Activist investor Laxey Partners today dumped its 19% holding in Shaftesbury after a clash with the West End landlord over its £150 million rights issue.

The hedge fund sold its 25.7 million shares for 282p and its 17.2 million nil-paid rights attached to the stake through the fundraising for 107p, raising £91 million.

The stake, much of it held through London-listed Terra Catalyst Fund, was worth £130 million last night when Shaftesbury shares closed at 308¾p.

Shares in Shaftesbury, which owns what it calls “villages” in Carnaby Street, Chinatown and Covent Garden, fell as low as 284p in early trading today but were down 10¾p at 298p tonight.
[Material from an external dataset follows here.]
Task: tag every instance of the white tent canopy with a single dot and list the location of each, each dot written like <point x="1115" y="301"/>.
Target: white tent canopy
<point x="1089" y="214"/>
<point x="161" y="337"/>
Terra fell ¾p to 46p.

Traders said investors rushed to snap up the shares after they were placed for Laxey by JPMorgan Cazenove this morning.

The decision to sell came just a week after Laxey, a well-known corporate agitator based in Jermyn Street in London, reluctantly voted in favour of the two-for-three rights issue to raise £149.1 million.

Shaftesbury plans to use the money to pick up bargains and develop a new village in Berwick Street in the heart of Soho over the next decade.

It exposed a clash of cultures at the top of both parties with Shaftesbury insisting it was a good long-term investment while Laxey argued for short-term gains. Laxey also needs the money to fund its 124 million bid for Spazio Investment, the AIM-listed Italian property firm.

Analysts said Laxey was concerned Shaftesbury was turning into “a dull beast”, but added Shaftesbury chief executive Jonathan Lane will not be sorry to see it off the share register.

In thin trading elsewhere, the FTSE 100 index rose 31.52 points to 4468.27 but the midcap FTSE 250 was down 28.61 points to 7701.37.

The blue-chip index has been locked in a trading range between 4300 and 4500 since early May having bounced off its March low of 3512. It started the year at 4434.

In New York, the Dow Jones Industrial Average was up 85.40 at 8824.42 tonight, having shed 24 points last night. The rally came after a slight improvement in the jobs market.

Back in London, Royal Bank of Scotland was up 2.3p to 40.2p and Lloyds Banking Group gained 1.3p to 66.3p on growing hopes that the Government is looking at ways to reduce its stakes in the two part-nationalised banks.

Barclays shares were up 7p to 295½p ahead of next week's investor presentation by its highly profitable investment banking arm Barclays Capital and the possible sale of Barclays Global Investors. Alex Potter of Collins Stewart has a 260p price target but said he expects Barclays to “continue its rally” in the short term.

Traders hope that a deal with Blackrock for the sale of BGI is on the verge of being struck although some warned that the longer it takes for the deal to be announced, the more nervous the market will get. Barclays has until Thursday next week to find a buyer for BGI. If it does not, it has agreed to sell the iShares unit to CVC.

Listed hedge fund Man Group was 7p higher at 269p with traders pointing to rumours of possible interest from Goldman Sachs. Icap, up 11p to 4463⁄4p, was also making moves.

Thomas Cook gave back some of its early gains but was still up 2p to 221p on reports that Arcandor, a German retail group that filed for insolvency on Monday, has no immediate plans to hand over its 52.7% stake in the travel company to creditor banks.

Premier Farnell was on the midcap leaderboard, up 7p to 136p, after it admitted first-quarter profits fell from £20.4 million to £13 million but added sales were better in April and May than in March. It distributes electronic components.
Deutsche Bank had its eyes on the recruitment sector, downgrading Hays to sell from hold and raising its price on Michael Page to 131p from 120p. Hays fell 2½p to 89¾p and Page was unchanged at 258¾p.